Fannie Mae v. Dent

2021 Ohio 3826
CourtOhio Court of Appeals
DecidedOctober 28, 2021
Docket20AP-197
StatusPublished

This text of 2021 Ohio 3826 (Fannie Mae v. Dent) is published on Counsel Stack Legal Research, covering Ohio Court of Appeals primary law. Counsel Stack provides free access to over 12 million legal documents including statutes, case law, regulations, and constitutions.

Bluebook
Fannie Mae v. Dent, 2021 Ohio 3826 (Ohio Ct. App. 2021).

Opinion

[Cite as Fannie Mae v. Dent, 2021-Ohio-3826.]

IN THE COURT OF APPEALS OF OHIO

TENTH APPELLATE DISTRICT

Fannie Mae, aka : Federal National Mortgage Association c/o Chemical Bank, :

Plaintiff-Appellee, : No. 20AP-197 (C.P.C. No. 18CV-6753) v. : (REGULAR CALENDAR) Richard A. Dent, III et al., :

Defendants-Appellants. :

D E C I S I O N

Rendered on October 28, 2021

On brief: Carlisle, McNellie, Rini, Kramer & Ulrich Co., L.P.A., and Eric T. Deighton, for appellees Fannie Mae and Chemical Bank. Argued: Eric T. Deighton.

On brief: Joshua D. DiYanni, for appellants Richard Dent, III and Karena Lowe-Dent. Argued: Joshua D. DiYanni.

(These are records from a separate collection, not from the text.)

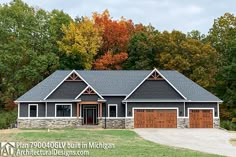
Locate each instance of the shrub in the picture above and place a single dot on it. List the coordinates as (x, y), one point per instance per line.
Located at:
(7, 118)
(234, 120)
(228, 125)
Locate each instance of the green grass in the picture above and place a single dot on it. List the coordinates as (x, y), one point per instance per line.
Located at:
(127, 143)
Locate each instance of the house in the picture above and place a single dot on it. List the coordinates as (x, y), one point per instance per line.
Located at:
(118, 99)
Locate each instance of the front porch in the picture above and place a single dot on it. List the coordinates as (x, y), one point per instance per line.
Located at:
(90, 112)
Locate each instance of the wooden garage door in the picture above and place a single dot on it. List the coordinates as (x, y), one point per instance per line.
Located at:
(155, 118)
(201, 118)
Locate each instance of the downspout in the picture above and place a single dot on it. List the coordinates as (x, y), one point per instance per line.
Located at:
(105, 115)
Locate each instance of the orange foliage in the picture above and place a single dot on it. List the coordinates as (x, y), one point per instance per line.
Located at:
(116, 33)
(110, 62)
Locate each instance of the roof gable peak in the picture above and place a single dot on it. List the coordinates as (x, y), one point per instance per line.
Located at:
(157, 76)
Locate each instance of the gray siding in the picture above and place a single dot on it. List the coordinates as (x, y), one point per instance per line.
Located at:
(24, 109)
(89, 97)
(51, 109)
(68, 90)
(201, 105)
(114, 100)
(169, 104)
(155, 90)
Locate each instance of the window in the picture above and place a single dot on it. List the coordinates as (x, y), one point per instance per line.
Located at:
(33, 110)
(63, 110)
(112, 110)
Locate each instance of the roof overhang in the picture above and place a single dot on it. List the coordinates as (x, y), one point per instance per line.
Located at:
(161, 100)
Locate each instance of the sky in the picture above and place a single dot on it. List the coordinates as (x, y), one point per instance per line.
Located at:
(183, 15)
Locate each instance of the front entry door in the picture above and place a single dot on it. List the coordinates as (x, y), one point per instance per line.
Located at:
(90, 114)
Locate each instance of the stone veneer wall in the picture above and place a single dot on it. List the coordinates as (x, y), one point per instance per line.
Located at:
(49, 123)
(129, 123)
(184, 123)
(111, 123)
(216, 122)
(114, 123)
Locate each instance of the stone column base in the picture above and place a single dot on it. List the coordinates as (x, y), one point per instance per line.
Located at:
(129, 123)
(114, 123)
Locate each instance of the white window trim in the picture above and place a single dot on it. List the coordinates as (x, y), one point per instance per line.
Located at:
(60, 105)
(159, 108)
(109, 105)
(37, 112)
(195, 108)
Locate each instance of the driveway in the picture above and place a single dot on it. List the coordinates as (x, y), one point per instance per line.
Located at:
(214, 141)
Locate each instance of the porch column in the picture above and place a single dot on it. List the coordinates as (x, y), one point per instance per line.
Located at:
(100, 107)
(78, 110)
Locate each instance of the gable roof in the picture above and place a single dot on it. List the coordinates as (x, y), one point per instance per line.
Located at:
(81, 93)
(155, 70)
(118, 83)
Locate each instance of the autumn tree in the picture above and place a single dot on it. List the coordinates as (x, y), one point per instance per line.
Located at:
(110, 61)
(25, 50)
(116, 33)
(83, 40)
(142, 50)
(195, 59)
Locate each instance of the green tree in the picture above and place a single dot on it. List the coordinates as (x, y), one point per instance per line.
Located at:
(25, 49)
(57, 20)
(226, 86)
(189, 56)
(222, 33)
(142, 50)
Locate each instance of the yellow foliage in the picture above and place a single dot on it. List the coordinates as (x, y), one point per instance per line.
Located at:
(82, 38)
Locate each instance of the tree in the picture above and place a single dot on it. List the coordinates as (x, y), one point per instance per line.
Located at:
(222, 33)
(189, 56)
(142, 50)
(25, 44)
(116, 33)
(110, 61)
(227, 79)
(81, 38)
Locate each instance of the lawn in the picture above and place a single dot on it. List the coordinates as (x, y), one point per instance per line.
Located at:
(127, 143)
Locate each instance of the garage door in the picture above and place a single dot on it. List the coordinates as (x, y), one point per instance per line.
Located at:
(201, 118)
(155, 118)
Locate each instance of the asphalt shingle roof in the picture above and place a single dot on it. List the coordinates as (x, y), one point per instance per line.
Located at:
(119, 82)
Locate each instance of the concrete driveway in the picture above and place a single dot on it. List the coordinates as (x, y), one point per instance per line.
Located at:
(214, 141)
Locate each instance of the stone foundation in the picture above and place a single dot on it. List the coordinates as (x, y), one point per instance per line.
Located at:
(111, 123)
(129, 123)
(49, 123)
(114, 123)
(182, 123)
(216, 123)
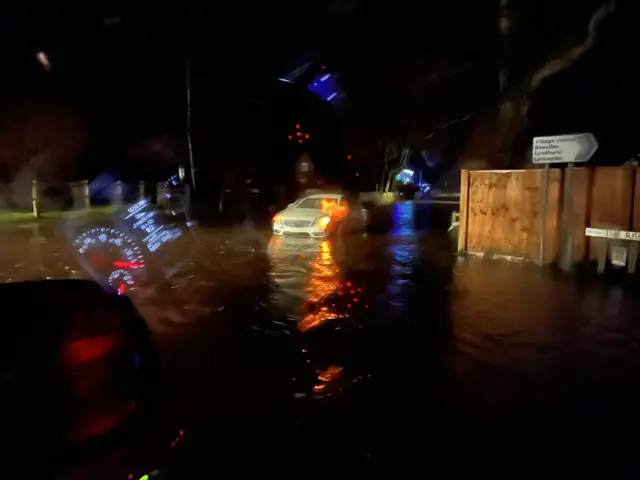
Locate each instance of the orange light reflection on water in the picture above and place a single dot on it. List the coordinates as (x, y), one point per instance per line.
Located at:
(323, 282)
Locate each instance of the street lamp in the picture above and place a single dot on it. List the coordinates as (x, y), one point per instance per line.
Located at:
(43, 60)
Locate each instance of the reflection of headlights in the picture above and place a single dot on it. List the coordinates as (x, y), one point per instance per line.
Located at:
(322, 221)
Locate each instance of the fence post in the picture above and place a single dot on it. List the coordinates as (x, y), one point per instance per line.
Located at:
(34, 198)
(117, 193)
(186, 205)
(86, 201)
(161, 195)
(464, 210)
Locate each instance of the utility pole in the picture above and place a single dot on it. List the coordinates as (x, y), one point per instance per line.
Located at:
(190, 146)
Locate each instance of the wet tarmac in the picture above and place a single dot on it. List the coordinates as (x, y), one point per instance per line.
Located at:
(372, 350)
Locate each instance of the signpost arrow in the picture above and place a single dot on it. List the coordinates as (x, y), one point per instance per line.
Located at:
(568, 149)
(578, 147)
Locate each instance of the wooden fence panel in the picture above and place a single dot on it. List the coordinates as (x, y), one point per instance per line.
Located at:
(611, 200)
(503, 213)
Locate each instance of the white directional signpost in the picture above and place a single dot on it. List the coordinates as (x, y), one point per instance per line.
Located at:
(561, 149)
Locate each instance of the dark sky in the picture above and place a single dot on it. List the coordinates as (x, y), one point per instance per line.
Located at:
(123, 62)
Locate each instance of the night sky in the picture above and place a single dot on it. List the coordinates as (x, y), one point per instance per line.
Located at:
(123, 65)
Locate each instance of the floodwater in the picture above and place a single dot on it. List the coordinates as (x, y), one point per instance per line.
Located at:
(379, 350)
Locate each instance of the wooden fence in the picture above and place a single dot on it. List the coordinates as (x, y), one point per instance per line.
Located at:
(500, 210)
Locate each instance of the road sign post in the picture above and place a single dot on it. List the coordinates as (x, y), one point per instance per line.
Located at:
(561, 149)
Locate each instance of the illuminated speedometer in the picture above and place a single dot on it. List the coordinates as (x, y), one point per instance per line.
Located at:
(107, 250)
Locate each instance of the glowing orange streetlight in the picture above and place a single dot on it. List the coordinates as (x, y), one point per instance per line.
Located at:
(43, 60)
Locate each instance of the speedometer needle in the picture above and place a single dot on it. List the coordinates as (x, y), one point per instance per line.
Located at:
(127, 265)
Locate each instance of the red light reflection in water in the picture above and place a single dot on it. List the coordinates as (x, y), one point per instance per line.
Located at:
(330, 374)
(323, 282)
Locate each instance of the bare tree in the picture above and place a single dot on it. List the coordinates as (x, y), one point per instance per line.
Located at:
(43, 139)
(516, 93)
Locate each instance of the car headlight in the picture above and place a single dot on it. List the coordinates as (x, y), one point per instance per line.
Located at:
(322, 221)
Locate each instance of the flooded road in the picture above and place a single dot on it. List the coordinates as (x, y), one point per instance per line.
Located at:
(391, 345)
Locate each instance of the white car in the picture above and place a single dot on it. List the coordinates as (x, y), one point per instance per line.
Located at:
(314, 216)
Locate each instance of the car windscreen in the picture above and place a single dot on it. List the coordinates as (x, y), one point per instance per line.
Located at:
(315, 202)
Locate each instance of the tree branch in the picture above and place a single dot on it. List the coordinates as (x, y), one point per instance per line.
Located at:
(447, 125)
(574, 53)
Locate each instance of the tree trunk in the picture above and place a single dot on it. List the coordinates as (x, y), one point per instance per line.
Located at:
(514, 104)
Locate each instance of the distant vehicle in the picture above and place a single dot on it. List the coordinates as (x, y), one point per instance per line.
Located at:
(314, 216)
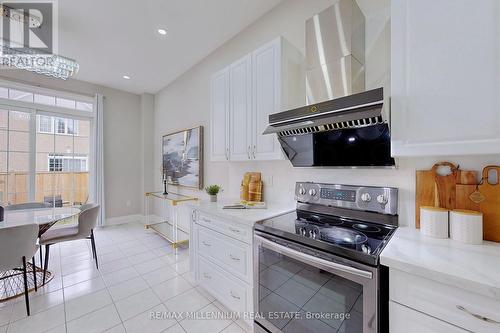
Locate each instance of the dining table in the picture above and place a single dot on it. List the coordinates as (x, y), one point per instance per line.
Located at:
(11, 285)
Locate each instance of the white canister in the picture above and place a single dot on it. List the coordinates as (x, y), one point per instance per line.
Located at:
(434, 221)
(466, 226)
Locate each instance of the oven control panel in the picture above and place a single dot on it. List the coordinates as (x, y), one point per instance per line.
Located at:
(338, 194)
(368, 198)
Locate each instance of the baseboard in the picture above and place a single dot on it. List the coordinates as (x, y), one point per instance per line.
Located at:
(124, 219)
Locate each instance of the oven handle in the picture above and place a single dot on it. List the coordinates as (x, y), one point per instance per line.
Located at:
(301, 256)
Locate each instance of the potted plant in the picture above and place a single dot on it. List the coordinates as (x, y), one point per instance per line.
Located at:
(213, 190)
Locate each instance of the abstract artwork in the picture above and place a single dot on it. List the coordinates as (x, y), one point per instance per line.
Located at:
(183, 157)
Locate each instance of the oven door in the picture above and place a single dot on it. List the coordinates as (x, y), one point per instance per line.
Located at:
(298, 289)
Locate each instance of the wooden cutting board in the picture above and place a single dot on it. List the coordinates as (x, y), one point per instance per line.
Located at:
(433, 189)
(490, 207)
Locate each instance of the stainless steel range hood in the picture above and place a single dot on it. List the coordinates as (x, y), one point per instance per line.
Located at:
(335, 52)
(354, 111)
(346, 126)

On brief: Mallory Law Office, LLC, and Thomas H. Mallory, Jr., for appellees Mark and Julie Vieta. Argued: Thomas H. Mallory, Jr.

APPEAL from the Franklin County Court of Common Pleas

BEATTY BLUNT, J.

{¶ 1} This case arises from an alleged mortgage default by defendants-appellants,

Richard Dent and Karena Lowe-Dent ("Dents"), on a property in Gahanna, Ohio, as well as

an alleged breach by the Dents of a rent-to-own contract regarding that same property. 2 No. 20AP-197 Plaintiff-appellee, Fannie Mae, filed a suit alleging default by the Dents on August 8, 2018,

and on August 13, 2018 defendant-appellee, Chemical Bank, filed an answer and cross-

claim, alleging that it was the holder of another promissory note and mortgage on the

property and also alleging default by the Dents. On October 11, 2018 defendants-appellees,

Mark and Julie Vieta ("Vietas"), who alleged that they were rent-to-own tenants of the

property, were permitted to intervene as party defendants and also filed an answer and

cross-claim against the Dents, which alleged breach of contract and fraudulent inducement.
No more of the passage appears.